Myelodysplastic Syndrome - Management

Management

The goals of therapy are to control symptoms, improve quality of life, improve overall survival, and decrease progression to acute myelogenous leukemia (AML).

The IPSS scoring system can help triage patients for more aggressive treatment (i.e. bone marrow transplant) as well as help determine the best timing of this therapy. Supportive care with blood product support and hematopoeitic growth factors (e.g. erythropoietin) is the mainstay of therapy. The regulatory environment for the use of erythropoietins is evolving, according to a recent US Medicare National coverage determination. No comment on the use of hematopoeitic growth factors for MDS was made in that document.

Three agents have been approved by the U.S. Food and Drug Administration (FDA) for the treatment of MDS:

1. 5-azacytidine: 21 month median survival
2. Decitabine: Complete response rate reported as high as 43%. A phase I study has shown efficacy in AML when decitabine is combined with valproic acid.
3. Lenalidomide: Effective in reducing red blood cell transfusion requirement in patients with the chromosome 5q deletion subtype of MDS

Chemotherapy with the hypomethylating agents 5-azacytidine and decitabine has been shown to decrease blood transfusion requirements and to retard the progression of MDS to AML. Lenalidomide was approved by the FDA in December 2005 only for use in the 5q- syndrome. In the United States, treatment of MDS with lenalidomide costs about US$9,200 per month.

Stem cell transplantation, particularly in younger patients (i.e. less than 40 years of age), more severely affected patients, offers the potential for curative therapy. Success of bone marrow transplantation has been found to correlate with severity of MDS as determined by the IPSS score, with patients having a more favorable IPSS score tending to have a more favorable outcome with transplantation.

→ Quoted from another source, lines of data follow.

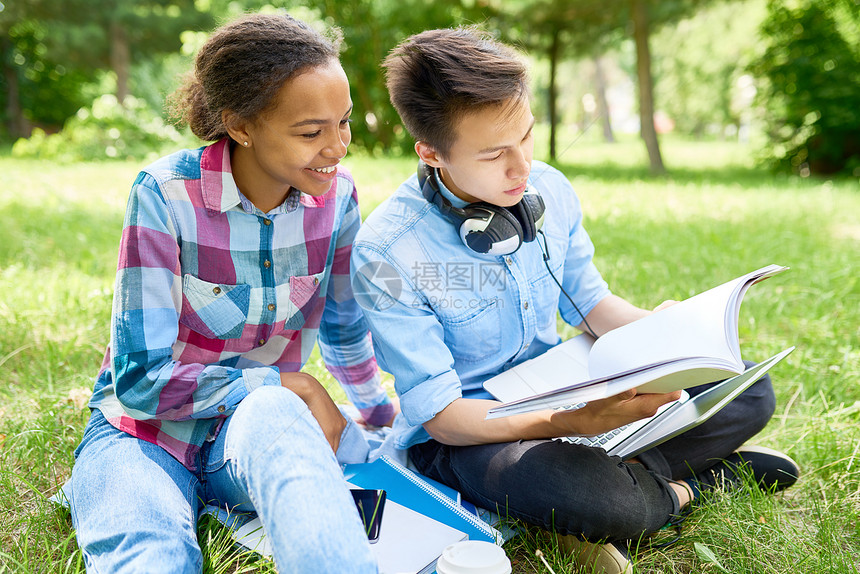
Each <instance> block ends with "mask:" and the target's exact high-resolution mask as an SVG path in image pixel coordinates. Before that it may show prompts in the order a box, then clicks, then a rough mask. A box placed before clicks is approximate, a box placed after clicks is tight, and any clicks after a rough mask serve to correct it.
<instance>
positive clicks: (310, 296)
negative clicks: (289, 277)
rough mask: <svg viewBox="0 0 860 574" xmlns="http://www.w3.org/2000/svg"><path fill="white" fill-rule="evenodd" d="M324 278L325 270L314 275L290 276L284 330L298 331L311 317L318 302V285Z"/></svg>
mask: <svg viewBox="0 0 860 574" xmlns="http://www.w3.org/2000/svg"><path fill="white" fill-rule="evenodd" d="M324 279H325V271H321V272H320V273H316V274H314V275H292V276H290V292H289V296H288V297H287V313H286V317H285V320H284V329H285V330H289V331H298V330H299V329H301V328H302V327H304V326H305V323H307V322H308V320H310V319H311V316H312V314H313V313H314V310H316V309H317V307H318V305H319V302H320V301H319V293H320V286H321V285H322V282H323V280H324ZM315 323H316V321H315Z"/></svg>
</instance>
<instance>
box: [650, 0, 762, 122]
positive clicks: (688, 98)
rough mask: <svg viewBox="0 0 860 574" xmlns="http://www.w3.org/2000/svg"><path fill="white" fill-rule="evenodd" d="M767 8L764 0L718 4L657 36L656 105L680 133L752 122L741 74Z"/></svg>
mask: <svg viewBox="0 0 860 574" xmlns="http://www.w3.org/2000/svg"><path fill="white" fill-rule="evenodd" d="M739 10H742V13H743V18H739V17H738V12H739ZM764 12H765V4H764V2H763V1H762V0H752V1H750V0H747V1H746V2H744V3H742V4H741V3H732V4H729V3H725V4H715V5H714V6H709V7H707V8H704V9H702V10H700V11H699V12H697V13H695V14H693V15H691V17H689V18H686V19H684V20H681V21H680V22H678V24H677V25H676V26H668V27H665V28H663V29H662V30H660V31H659V32H658V33H656V34H655V35H654V38H653V53H654V61H655V66H654V75H655V92H656V100H657V102H658V106H657V107H658V108H659V109H660V110H662V111H665V112H666V113H667V114H668V115H669V117H671V118H672V120H673V121H674V123H675V127H676V129H677V131H679V132H680V133H683V134H689V135H695V136H697V137H699V136H703V135H706V134H707V135H715V134H721V133H724V129H725V128H726V127H728V126H732V127H733V128H735V131H736V130H737V129H739V128H741V125H742V124H744V123H746V122H748V118H746V117H745V116H747V115H748V114H749V112H748V106H749V105H750V104H751V102H750V101H749V99H748V98H747V97H746V94H745V93H744V92H743V90H742V89H741V88H742V85H743V84H742V82H744V81H746V78H742V76H743V74H745V72H746V70H745V65H746V63H748V62H749V61H750V60H751V58H752V52H753V50H754V48H755V45H756V42H757V38H756V30H757V28H758V26H759V24H760V23H761V22H762V21H763V19H764ZM739 84H740V85H739Z"/></svg>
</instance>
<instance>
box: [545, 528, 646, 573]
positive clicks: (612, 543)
mask: <svg viewBox="0 0 860 574" xmlns="http://www.w3.org/2000/svg"><path fill="white" fill-rule="evenodd" d="M558 545H559V547H560V548H561V549H562V551H564V552H567V553H569V554H573V557H574V560H575V561H576V564H577V565H579V566H580V567H581V568H584V569H585V570H584V572H586V573H587V574H633V563H632V562H631V561H630V555H629V554H628V553H627V548H626V547H625V546H624V544H623V543H621V542H609V543H607V544H594V543H591V542H586V541H585V540H582V539H581V538H579V537H578V536H575V535H573V534H568V535H566V536H559V537H558Z"/></svg>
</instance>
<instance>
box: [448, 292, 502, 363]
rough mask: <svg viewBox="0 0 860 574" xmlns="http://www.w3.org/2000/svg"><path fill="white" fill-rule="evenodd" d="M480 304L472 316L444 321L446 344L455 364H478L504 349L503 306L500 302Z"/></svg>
mask: <svg viewBox="0 0 860 574" xmlns="http://www.w3.org/2000/svg"><path fill="white" fill-rule="evenodd" d="M480 302H481V306H480V307H478V308H477V309H475V310H473V311H472V312H471V313H467V314H465V315H463V316H460V317H456V318H448V319H444V320H443V323H444V327H445V344H446V346H447V347H448V348H449V349H450V350H451V354H452V355H453V356H454V360H456V361H459V362H464V363H477V362H480V361H484V360H486V359H487V358H488V357H491V356H494V355H496V354H498V353H499V352H500V351H501V349H502V322H501V309H500V307H501V304H500V302H499V300H498V299H481V300H480Z"/></svg>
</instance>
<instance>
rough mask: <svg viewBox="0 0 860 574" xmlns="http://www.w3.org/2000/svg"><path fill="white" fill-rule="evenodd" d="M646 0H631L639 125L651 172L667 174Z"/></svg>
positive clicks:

Iron overload in MDS, red blood cell (RBC) transfusions are a major part of the supportive care for anemic MDS patients. Although the specific therapies patients receive may alleviate the RBC transfusion need, many MDS patients may not respond to these treatments and may develop iron overload as well as its consequences.

Patients requiring relatively large numbers of RBC transfusions have experienced adverse effect of chronic iron overload on liver, heart, endocrine functions. It is possible that this organ dysfunction may result from iron overload in patients with MDS and that transfusional iron overload might be a contributor to increased sickness and death in early stage MDS.

For patients requiring many RBC transfusions, serum ferritin levels, number of RBC transfusions received, and associated organ dysfunction (heart, liver, and pancreas) should be monitored to determine iron levels. Monitoring serum ferritin may also be useful, aiming to decrease ferritin levels to <1000 mcg/L.

There are currently two iron chelators available in the US, deferoxamine (Desferal) for IV use and deferasirox (Exjade) for oral use. These options now provide potentially useful drugs for treating this iron overload problem. A third chelating agent is available in Europe, deferiprone for oral use, but not available in the US.

Clinical trials in the MDS are ongoing with iron chelating agents to address the question of whether iron chelation alters the natural history of patients with MDS who are transfusion dependent. Reversal of some of the consequences of iron overload in MDS by iron chelation therapy have been shown.

Both the MDS Foundation and the NCCN MDS Guidelines Panel have recommended that chelation therapy be considered to decrease iron overload in selected MDS patients. Evidence also suggest there is a potential value to iron chelation in patients who then undergo a stem cell transplant.

Although deferasirox is generally well tolerated (other than episodes of gastrointestinal distress and kidney dysfunction in some patients), recently a safety warning by the FDA and Novartis was added to deferasirox treatment guidelines. Following post-marketing use of deferasirox, there were rare cases of acute kidney failure or liver failure, some resulting in death. Due to this, it is recommended that patients be closely monitored on deferasirox therapy prior to the start of therapy and regularly thereafter.

Currently, a large international Phase III clinical trial is ongoing comparing treatment of deferasirox to placebo, which should help to establish the clinical value of deferasirox in iron- overloaded MDS patients.